Deutschland, eine Sommerpause

Eine aktuelle Plakatkampagne der Telekom wirbt damit, dass sie einem jetzt das Netz “IN ECHTZEIT” in die heimischen vier Wände transportieren. Überhaupt ist das Echtzeitweb ja derzeit ein schönes Angeberwort, denn es passt ja zu der althergebrachten Weisheit, dass sich die Welt immer schneller dreht, dass wir jetzt alles immer überall haben; morgens mit den Aktienkursen aus Tokio aufwachen (wenn wir nicht kurz schon mal Nachts gecheckt haben); die Wikipedia vom Zahnarztstuhl aus editieren; während des ersten Dates kurz ein lustiges Katzenbild retweeten; Antworten auf SMS und Mails innerhalb von Sekunden erwarten und jeden neuen Bekannten erstmal googlen.

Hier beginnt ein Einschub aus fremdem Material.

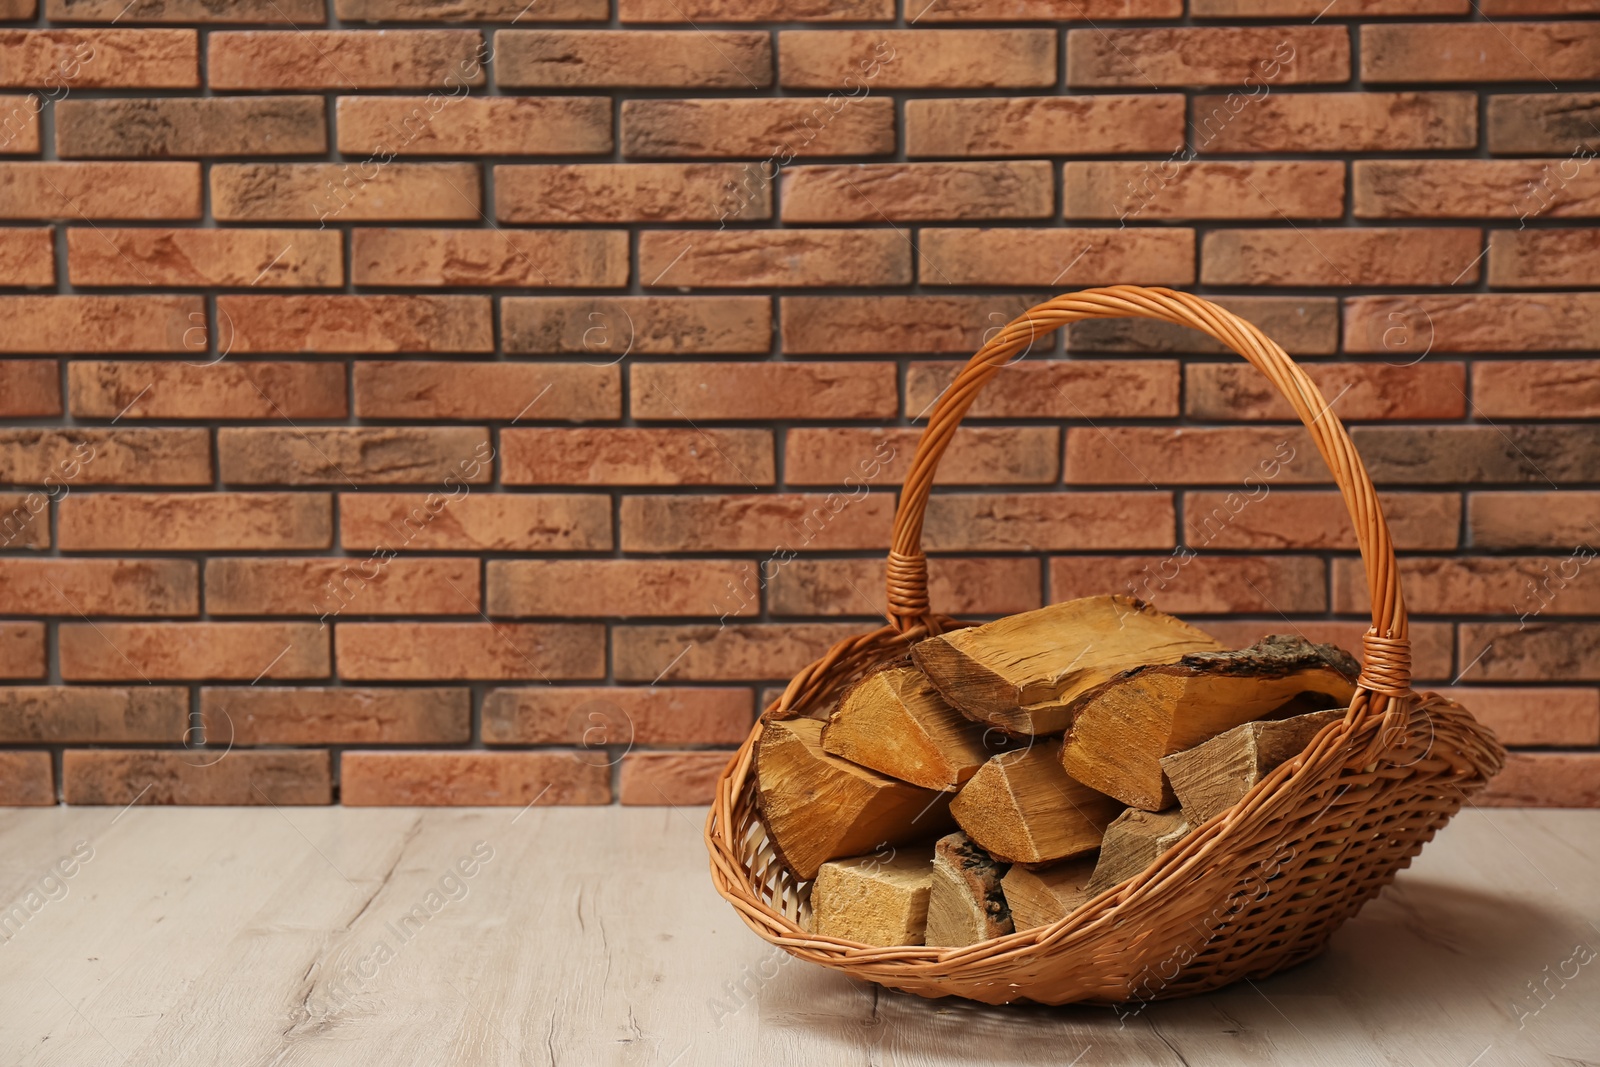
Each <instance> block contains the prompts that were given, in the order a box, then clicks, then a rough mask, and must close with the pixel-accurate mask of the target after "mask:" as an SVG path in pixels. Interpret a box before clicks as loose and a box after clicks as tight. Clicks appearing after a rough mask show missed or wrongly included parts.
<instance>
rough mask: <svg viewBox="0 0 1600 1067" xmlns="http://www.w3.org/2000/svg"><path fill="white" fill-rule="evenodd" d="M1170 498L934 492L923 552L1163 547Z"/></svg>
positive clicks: (1162, 495) (1174, 528)
mask: <svg viewBox="0 0 1600 1067" xmlns="http://www.w3.org/2000/svg"><path fill="white" fill-rule="evenodd" d="M1176 525H1178V522H1176V514H1174V510H1173V494H1171V493H934V494H933V498H931V499H930V501H928V518H926V526H925V528H923V534H922V544H923V547H925V549H928V550H930V552H990V550H997V552H1038V550H1053V549H1061V550H1082V549H1170V547H1173V544H1174V537H1176Z"/></svg>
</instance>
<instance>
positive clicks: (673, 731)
mask: <svg viewBox="0 0 1600 1067" xmlns="http://www.w3.org/2000/svg"><path fill="white" fill-rule="evenodd" d="M750 697H752V694H750V689H747V688H723V686H718V688H710V686H699V688H694V686H648V688H640V686H549V685H531V686H526V688H515V689H490V693H488V694H486V696H485V697H483V741H485V744H581V745H584V747H587V749H594V747H597V745H603V744H629V745H634V744H738V742H741V741H744V736H746V734H747V733H750V726H752V721H754V718H752V712H750ZM590 758H594V757H590Z"/></svg>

All diejenigen, die das am meisten erschreckt, die sich deshalb regelmäßig darüber beschweren, die aus der Autobahn einen Parkplatz machen wollen und immer wieder gerne “Entschleunigung!” rufen, waren wahrscheinlich lange nicht mehr zwischen Mitte Juli und Mitte August in Deutschland.

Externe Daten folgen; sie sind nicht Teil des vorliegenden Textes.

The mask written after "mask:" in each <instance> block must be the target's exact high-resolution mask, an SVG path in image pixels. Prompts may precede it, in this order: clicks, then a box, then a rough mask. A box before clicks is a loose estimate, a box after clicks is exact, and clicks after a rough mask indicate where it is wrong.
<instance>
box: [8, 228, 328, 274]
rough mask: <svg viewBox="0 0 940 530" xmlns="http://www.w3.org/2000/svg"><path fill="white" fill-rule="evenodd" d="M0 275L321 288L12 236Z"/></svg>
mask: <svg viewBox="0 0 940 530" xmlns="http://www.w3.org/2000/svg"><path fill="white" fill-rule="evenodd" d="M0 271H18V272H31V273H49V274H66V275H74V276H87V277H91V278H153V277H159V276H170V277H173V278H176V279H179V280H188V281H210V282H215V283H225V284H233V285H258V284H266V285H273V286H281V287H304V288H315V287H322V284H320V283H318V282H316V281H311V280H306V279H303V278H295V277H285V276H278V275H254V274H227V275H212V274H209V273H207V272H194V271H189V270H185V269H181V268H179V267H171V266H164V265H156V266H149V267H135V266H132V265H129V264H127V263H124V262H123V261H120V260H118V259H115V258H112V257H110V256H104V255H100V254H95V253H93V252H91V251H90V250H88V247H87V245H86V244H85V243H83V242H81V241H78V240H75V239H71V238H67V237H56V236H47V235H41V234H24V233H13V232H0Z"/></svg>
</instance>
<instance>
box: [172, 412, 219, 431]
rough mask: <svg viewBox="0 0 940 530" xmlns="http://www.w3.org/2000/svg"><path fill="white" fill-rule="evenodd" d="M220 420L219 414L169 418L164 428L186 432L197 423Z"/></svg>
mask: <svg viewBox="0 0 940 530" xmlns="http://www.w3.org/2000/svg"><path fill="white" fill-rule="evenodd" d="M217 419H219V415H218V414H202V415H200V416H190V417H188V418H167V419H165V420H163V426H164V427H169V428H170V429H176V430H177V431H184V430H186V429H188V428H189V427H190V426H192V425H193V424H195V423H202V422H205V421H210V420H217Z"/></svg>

In dieser Zeit nämlich schrumpfen Firmenbelegschaften auf einen Bruchteil ihrer Standardmasse zusammen. Telefonisch erreicht man Anrufbeantworter, per Mail eine automatisch generierte “Bin weg”-Nachricht. In der Mittagspause muss man die Speisekarte der Dönerbude von oben nach unten durchprobieren, weil Kantine, Suppenbar und Nachbarschaftsmetzger geschlossen haben. Wenn nicht gerade mal wieder ein CDU-Politiker zurücktritt, passiert auch auf der politischen und wirtschaftlichen Bühne nichts von Belang, weshalb die Medien entweder auf Sommerlochthemen zurückgreifen oder über das Sommerloch selber berichten. Und wo immer man anruft (und sogar wenn man selbst angerufen wird), die Antwort ist häufig die gleiche: “Das können wir erst nach der Sommerpause bearbeiten.”

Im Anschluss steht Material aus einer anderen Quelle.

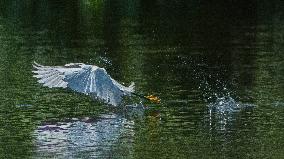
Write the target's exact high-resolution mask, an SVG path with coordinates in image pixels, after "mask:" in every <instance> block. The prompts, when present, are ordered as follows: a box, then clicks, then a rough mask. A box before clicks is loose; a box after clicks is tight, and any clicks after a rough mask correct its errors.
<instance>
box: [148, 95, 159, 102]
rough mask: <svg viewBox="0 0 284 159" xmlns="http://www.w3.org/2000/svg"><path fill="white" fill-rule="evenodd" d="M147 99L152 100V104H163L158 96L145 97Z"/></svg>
mask: <svg viewBox="0 0 284 159" xmlns="http://www.w3.org/2000/svg"><path fill="white" fill-rule="evenodd" d="M145 98H147V99H148V100H150V101H151V102H153V103H156V104H160V103H161V99H160V98H158V97H157V96H154V95H149V96H145Z"/></svg>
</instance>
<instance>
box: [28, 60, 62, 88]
mask: <svg viewBox="0 0 284 159" xmlns="http://www.w3.org/2000/svg"><path fill="white" fill-rule="evenodd" d="M33 67H34V68H35V69H36V70H35V71H33V73H35V74H36V75H34V76H33V77H36V78H38V79H39V80H38V82H39V83H42V84H43V86H47V87H49V88H53V87H61V88H66V87H67V85H68V83H67V82H65V81H64V80H63V79H64V78H65V74H64V70H63V67H59V66H53V67H51V66H43V65H40V64H38V63H36V62H34V64H33Z"/></svg>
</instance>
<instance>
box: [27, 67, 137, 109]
mask: <svg viewBox="0 0 284 159" xmlns="http://www.w3.org/2000/svg"><path fill="white" fill-rule="evenodd" d="M34 68H35V69H36V71H33V72H34V73H36V74H37V75H35V76H34V77H37V78H39V80H38V82H39V83H43V85H44V86H48V87H50V88H52V87H62V88H66V87H68V88H70V89H72V90H74V91H76V92H80V93H84V94H88V95H91V96H92V97H93V98H96V99H102V100H104V101H105V102H106V103H108V104H112V105H115V106H116V105H118V104H119V103H120V102H121V100H122V97H123V96H125V95H131V93H132V92H134V83H132V84H131V85H130V86H129V87H125V86H123V85H121V84H120V83H118V82H117V81H115V80H114V79H112V78H111V77H110V75H108V74H107V72H106V70H105V69H103V68H100V67H97V66H93V65H85V64H77V63H75V64H73V63H71V64H66V65H65V66H42V65H40V64H37V63H35V64H34Z"/></svg>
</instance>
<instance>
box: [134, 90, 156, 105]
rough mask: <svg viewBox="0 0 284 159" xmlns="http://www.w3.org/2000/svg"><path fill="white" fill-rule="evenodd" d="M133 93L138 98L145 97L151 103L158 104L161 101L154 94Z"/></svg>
mask: <svg viewBox="0 0 284 159" xmlns="http://www.w3.org/2000/svg"><path fill="white" fill-rule="evenodd" d="M132 94H133V95H136V96H138V97H140V98H144V99H147V100H149V101H151V102H153V103H156V104H160V103H161V99H160V98H158V97H157V96H154V95H149V96H145V95H141V94H137V93H134V92H133V93H132Z"/></svg>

Ich finde das ja einerseits ganz schön – unter anderem auch, weil man in diesen Zeiten endlich mal die Ruhe findet, um lange liegengebliebene Projekte in Ruhe anzugehen. Andererseits finde ich aber auch, dass ein Land, dass es sich leisten kann, mehrere Wochen im Jahr quasi sein komplettes Uhrwerk auf weniger als halbe Geschwindigkeit zu drosseln, sich wirklich keine Sorgen machen sollte, dass es irgendwann vor lauter Schnelligkeit explodiert. Wenn man sich selbst langsam bewegt, wird “Echtzeit” gewissermaßen zu einem relativen Begriff.